Moving to Greener Pastures? Multinationals and the Pollution-Haven Hypothesis
41 Pages Posted: 20 Apr 2016
Date Written: January 1997
Abstract
Eskeland and Harrison find almost no evidence that investors in developing countries are fleeing environmental costs at home. Instead, the evidence suggests that foreign-owned plants in four developing countries are less polluting than comparable domestic plants.
Are multinationals flocking to pollution havens in developing countries? Using data from four developing countries (Côte d`Ivoire, Mexico, Morocco, and Venezuela), Eskeland and Harrison examine the pattern of foreign investment. They find almost no evidence that foreign investors are concentrated in dirty sectors.

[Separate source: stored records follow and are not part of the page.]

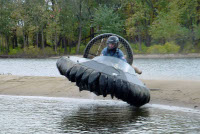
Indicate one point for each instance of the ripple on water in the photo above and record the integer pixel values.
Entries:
(61, 115)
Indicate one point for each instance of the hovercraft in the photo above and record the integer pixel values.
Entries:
(105, 75)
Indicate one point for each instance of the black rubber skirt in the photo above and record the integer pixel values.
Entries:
(101, 83)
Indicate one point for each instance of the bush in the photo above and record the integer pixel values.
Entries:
(171, 47)
(188, 48)
(73, 50)
(82, 48)
(156, 49)
(48, 51)
(167, 48)
(135, 48)
(31, 51)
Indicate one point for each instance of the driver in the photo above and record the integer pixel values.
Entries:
(113, 50)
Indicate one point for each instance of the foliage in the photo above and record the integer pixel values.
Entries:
(136, 49)
(107, 20)
(46, 27)
(167, 48)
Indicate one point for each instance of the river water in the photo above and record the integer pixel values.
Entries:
(19, 114)
(61, 115)
(187, 68)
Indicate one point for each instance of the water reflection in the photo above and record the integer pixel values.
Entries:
(105, 119)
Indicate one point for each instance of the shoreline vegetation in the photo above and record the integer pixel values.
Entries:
(136, 56)
(40, 28)
(183, 93)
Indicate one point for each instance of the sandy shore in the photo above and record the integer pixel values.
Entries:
(169, 92)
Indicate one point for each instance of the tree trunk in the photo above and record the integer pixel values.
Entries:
(55, 42)
(42, 40)
(79, 40)
(27, 40)
(91, 33)
(65, 45)
(24, 37)
(7, 44)
(37, 38)
(140, 42)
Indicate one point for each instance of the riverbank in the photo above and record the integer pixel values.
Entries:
(154, 56)
(169, 92)
(136, 56)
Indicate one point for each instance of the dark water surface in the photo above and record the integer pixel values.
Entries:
(187, 68)
(61, 115)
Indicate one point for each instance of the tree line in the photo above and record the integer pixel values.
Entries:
(63, 26)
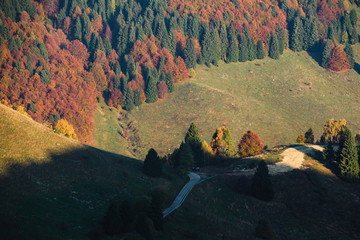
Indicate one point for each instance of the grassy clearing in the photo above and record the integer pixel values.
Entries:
(53, 187)
(278, 99)
(107, 131)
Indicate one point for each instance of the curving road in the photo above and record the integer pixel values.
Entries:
(194, 179)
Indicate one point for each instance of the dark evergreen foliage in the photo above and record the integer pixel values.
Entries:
(260, 50)
(128, 100)
(152, 164)
(233, 51)
(184, 159)
(190, 55)
(309, 136)
(348, 161)
(350, 54)
(274, 47)
(328, 153)
(326, 53)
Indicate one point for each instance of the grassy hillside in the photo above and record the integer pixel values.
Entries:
(278, 99)
(53, 187)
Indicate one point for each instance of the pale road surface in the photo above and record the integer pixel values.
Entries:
(292, 159)
(194, 179)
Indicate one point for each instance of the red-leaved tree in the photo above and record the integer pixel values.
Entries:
(250, 144)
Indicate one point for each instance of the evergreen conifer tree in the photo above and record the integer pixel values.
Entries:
(192, 137)
(274, 47)
(309, 136)
(326, 53)
(223, 39)
(348, 162)
(77, 29)
(151, 89)
(184, 160)
(260, 50)
(328, 153)
(169, 81)
(152, 164)
(128, 100)
(215, 46)
(108, 47)
(243, 49)
(137, 101)
(350, 54)
(297, 34)
(190, 55)
(233, 51)
(261, 186)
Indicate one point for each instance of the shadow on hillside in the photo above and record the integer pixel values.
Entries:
(64, 196)
(357, 67)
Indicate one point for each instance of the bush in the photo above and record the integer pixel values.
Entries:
(261, 186)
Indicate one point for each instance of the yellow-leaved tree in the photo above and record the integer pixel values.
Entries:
(333, 129)
(64, 127)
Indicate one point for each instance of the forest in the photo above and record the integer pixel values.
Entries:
(59, 58)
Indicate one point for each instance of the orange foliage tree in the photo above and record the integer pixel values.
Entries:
(250, 144)
(338, 61)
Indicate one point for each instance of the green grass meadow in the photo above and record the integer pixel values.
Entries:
(278, 99)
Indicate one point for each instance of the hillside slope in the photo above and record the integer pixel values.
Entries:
(53, 187)
(277, 99)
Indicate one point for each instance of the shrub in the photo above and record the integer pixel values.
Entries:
(250, 144)
(64, 127)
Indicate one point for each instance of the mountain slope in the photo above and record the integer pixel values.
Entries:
(53, 187)
(277, 99)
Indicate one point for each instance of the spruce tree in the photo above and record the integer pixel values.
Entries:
(190, 54)
(260, 50)
(243, 49)
(328, 153)
(348, 162)
(137, 101)
(309, 136)
(215, 46)
(223, 39)
(152, 164)
(261, 186)
(353, 17)
(108, 47)
(77, 29)
(274, 47)
(184, 159)
(233, 51)
(296, 35)
(326, 53)
(169, 81)
(128, 100)
(151, 89)
(350, 54)
(206, 47)
(192, 137)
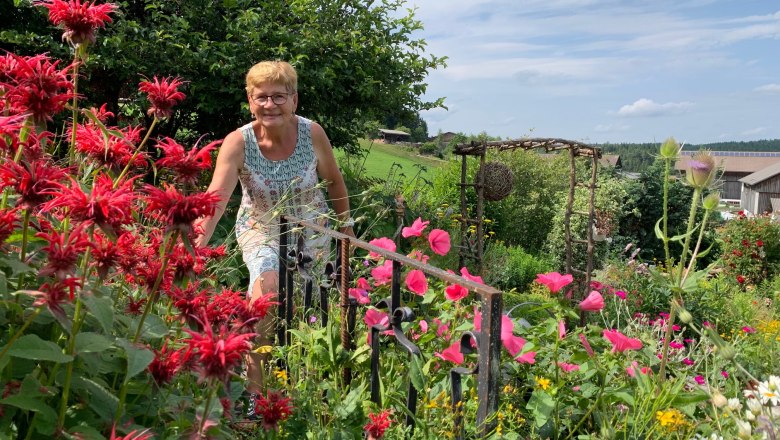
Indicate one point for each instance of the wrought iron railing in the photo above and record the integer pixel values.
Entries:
(486, 343)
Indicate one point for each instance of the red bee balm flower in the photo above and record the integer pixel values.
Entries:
(273, 408)
(78, 19)
(37, 87)
(177, 210)
(186, 165)
(378, 424)
(218, 354)
(163, 94)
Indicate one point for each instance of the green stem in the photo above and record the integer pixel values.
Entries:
(19, 332)
(23, 250)
(170, 241)
(667, 339)
(75, 109)
(687, 242)
(78, 319)
(667, 255)
(135, 153)
(209, 398)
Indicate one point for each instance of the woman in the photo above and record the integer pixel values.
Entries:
(280, 159)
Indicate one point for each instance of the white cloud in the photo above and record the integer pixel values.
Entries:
(754, 131)
(646, 107)
(768, 88)
(609, 128)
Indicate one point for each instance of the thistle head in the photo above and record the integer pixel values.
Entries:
(669, 149)
(701, 170)
(712, 201)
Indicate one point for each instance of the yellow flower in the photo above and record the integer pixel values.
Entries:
(542, 382)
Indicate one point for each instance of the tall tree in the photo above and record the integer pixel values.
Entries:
(357, 60)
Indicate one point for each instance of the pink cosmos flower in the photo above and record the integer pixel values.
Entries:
(455, 292)
(415, 230)
(568, 368)
(593, 303)
(361, 295)
(452, 354)
(439, 241)
(163, 94)
(79, 20)
(384, 243)
(621, 342)
(554, 281)
(464, 272)
(383, 274)
(416, 282)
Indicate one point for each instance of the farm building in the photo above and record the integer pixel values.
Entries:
(761, 190)
(394, 136)
(735, 165)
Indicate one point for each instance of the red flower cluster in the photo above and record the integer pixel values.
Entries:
(79, 20)
(273, 408)
(163, 94)
(218, 354)
(187, 166)
(378, 424)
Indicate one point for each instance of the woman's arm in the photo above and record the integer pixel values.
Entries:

They also examine the behavior of multinationals doing business in these four countries, testing whether there is any tendency for foreign firms to pollute more or less than their host-country counterparts. To do this, they use consumption of energy and dirty fuels as a proxy for pollution intensity. They find that foreign plants in these four developing countries are significantly more energy-efficient and use cleaner types of energy than their domestic counterparts.
Eskeland and Harrison conclude with an analysis of U.S. outbound investment between 1982 and 1994. They reject the hypothesis that the pattern of U.S. foreign investment is skewed toward industries in which the cost of pollution abatement is high.
This paper - a product of the Public Economics Division, Policy Research Department - is part of a larger effort in the department to analyze environmental policy problems. The study was funded by the Bank's Research Support Budget under the research project Pollution and the Choice of Economic Policy Instruments in Developing Countries (RPO 676-78).